Imaging and Other Tests

In Lyme arthritis, the joints and tissues surrounding the joints can become inflamed, swollen, and damaged. Certain imaging tests such as MRI or ultrasound can help your doctor visualize the damage in the joints as well as any other abnormalities that may be occurring. Imaging scans are generally used to assess the extent of the damage following a positive result of Lyme disease.


Lyme arthritis is usually treated with a four-week course of oral antibiotics. Those with persistent joint inflammation and pain after the first course of antibiotics may require a second course of antibiotics. Treatment with lyme arthritis may happen at the same time as lyme disease treatment.

The antibiotics typically used include:

  • Doxycycline
  • Amoxicillin
  • Cefuroxime

These antibiotics were shown to be effective at resolving Lyme arthritis. The two used most commonly to treat Lyme arthritis are doxycycline and amoxicillin. In some people with persistent Lyme arthritis, intravenous antibiotic therapy using ceftriaxone may be administered.

For the 10% of people who don’t respond to antibiotic treatment at all, other forms of treatment may be needed to help curb the inflammation caused by the immune response. It was found that certain immune-dampening medications such as methotrexate and TNF (tumor necrosis factor) inhibitors could help those with persistent and untreatable Lyme arthritis.

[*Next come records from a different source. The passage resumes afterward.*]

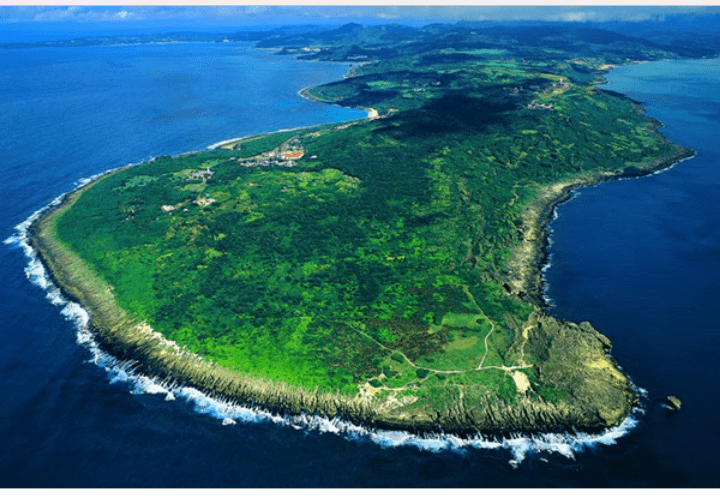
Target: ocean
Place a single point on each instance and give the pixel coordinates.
(637, 258)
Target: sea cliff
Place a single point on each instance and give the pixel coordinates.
(577, 356)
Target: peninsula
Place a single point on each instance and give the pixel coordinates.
(385, 270)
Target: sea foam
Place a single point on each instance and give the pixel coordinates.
(519, 446)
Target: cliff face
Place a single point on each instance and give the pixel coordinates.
(563, 356)
(569, 357)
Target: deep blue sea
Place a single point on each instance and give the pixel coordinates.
(636, 258)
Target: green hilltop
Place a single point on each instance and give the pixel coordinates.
(388, 263)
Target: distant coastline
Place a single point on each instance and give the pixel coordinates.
(158, 356)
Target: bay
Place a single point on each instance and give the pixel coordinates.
(74, 417)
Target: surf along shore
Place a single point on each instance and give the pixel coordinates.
(605, 400)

In the majority of Lyme arthritis cases, the first 30-day round of antibiotics or the following four-week IV treatment leads to a complete resolution of symptoms. In a number of cases where treatment is postponed for too long, permanent damage of the joints and tissues can occur, and managing and coping with the symptoms is the only way to deal with the pain and inflammation caused by the damage. As many as 300,000 people will become infected with Lyme disease each year, with about 25% of those cases developing Lyme arthritis.

Since treatment for the disease is fairly simple, the majority of people suffering from the symptoms associated with Lyme arthritis see a complete resolution of their symptoms following antibiotics.  

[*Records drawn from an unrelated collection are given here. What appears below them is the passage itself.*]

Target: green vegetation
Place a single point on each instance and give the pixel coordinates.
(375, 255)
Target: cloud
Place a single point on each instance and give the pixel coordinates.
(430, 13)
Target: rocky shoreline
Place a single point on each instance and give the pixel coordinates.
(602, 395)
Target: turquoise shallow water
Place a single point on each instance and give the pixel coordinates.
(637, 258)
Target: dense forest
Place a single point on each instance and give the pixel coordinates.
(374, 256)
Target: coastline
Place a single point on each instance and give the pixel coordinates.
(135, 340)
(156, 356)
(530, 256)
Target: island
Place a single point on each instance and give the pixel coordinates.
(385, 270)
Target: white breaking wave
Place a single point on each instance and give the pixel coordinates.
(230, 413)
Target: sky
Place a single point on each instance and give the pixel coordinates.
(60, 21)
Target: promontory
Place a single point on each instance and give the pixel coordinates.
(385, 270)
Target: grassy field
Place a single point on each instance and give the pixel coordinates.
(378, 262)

To manage the symptoms associated with joint swelling and inflammation caused by Lyme arthritis, you can take nonsteroidal anti-inflammatory drugs or other over-the-counter medications to help relieve the pain caused by the damaging of tissues. These particular pain relievers can help reduce the inflammation. Since the condition can be treated fairly quickly and efficiently, it’s also important to follow through with a treatment plan. Many people with Lyme arthritis who participate in antibiotic treatment find complete relief from their symptoms.

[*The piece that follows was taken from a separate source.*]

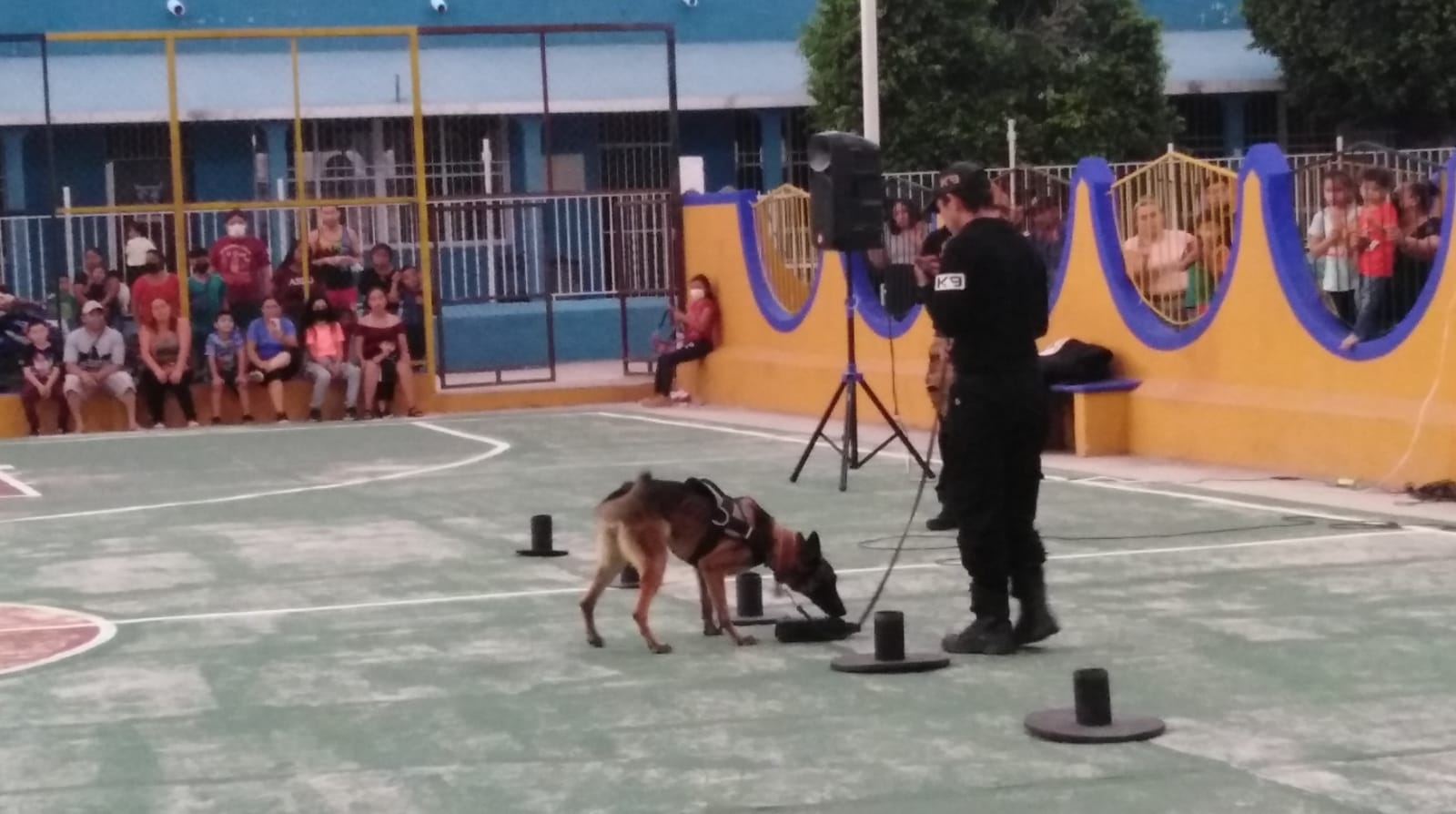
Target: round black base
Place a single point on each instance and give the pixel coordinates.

If the joint pain becomes unbearable, it is suggested that you walk with assistance if possible and avoid overuse of the joints that may lead to worsened damage and further inflammation.

Once you have undergone treatment, it’s vital to monitor any other symptoms that you may be experiencing to rule out a persistent case of Lyme arthritis that may return to cause joint pain and swelling all over again. If symptoms do persist, contact your doctor right away for further treatment options.


Preventing a tick bite is the most effective way to prevent lyme arthritis. Blacklegged ticks live in moist and humid environments, particularly in and near wooded or grassy areas. When walking in these areas, walk in the center of trails and avoid walking through tall bushes or other plants.

To avoid transmission of the Borrelia bacteria that cause Lyme disease, when out in wooded areas, use insect repellents like bug sprays with DEET or oils of lemon eucalyptus and wear loose-fitted clothing that covers all areas of the body where a tick may be able to latch on to. The Environmental Protection Agency has an online tool to help you find an insect repellent that works best for you and your family.

A Word from Verywell

Dealing with Lyme arthritis can be difficult, especially if you don’t know you have Lyme disease in the first place. Treatment for Lyme arthritis is generally effective, and early recognition and interventions lead to a full recovery in the majority of cases. If you recently spent some time outdoors and experience joint pain and swelling afterwards, see a doctor immediately to evaluate for Lyme disease and Lyme arthritis.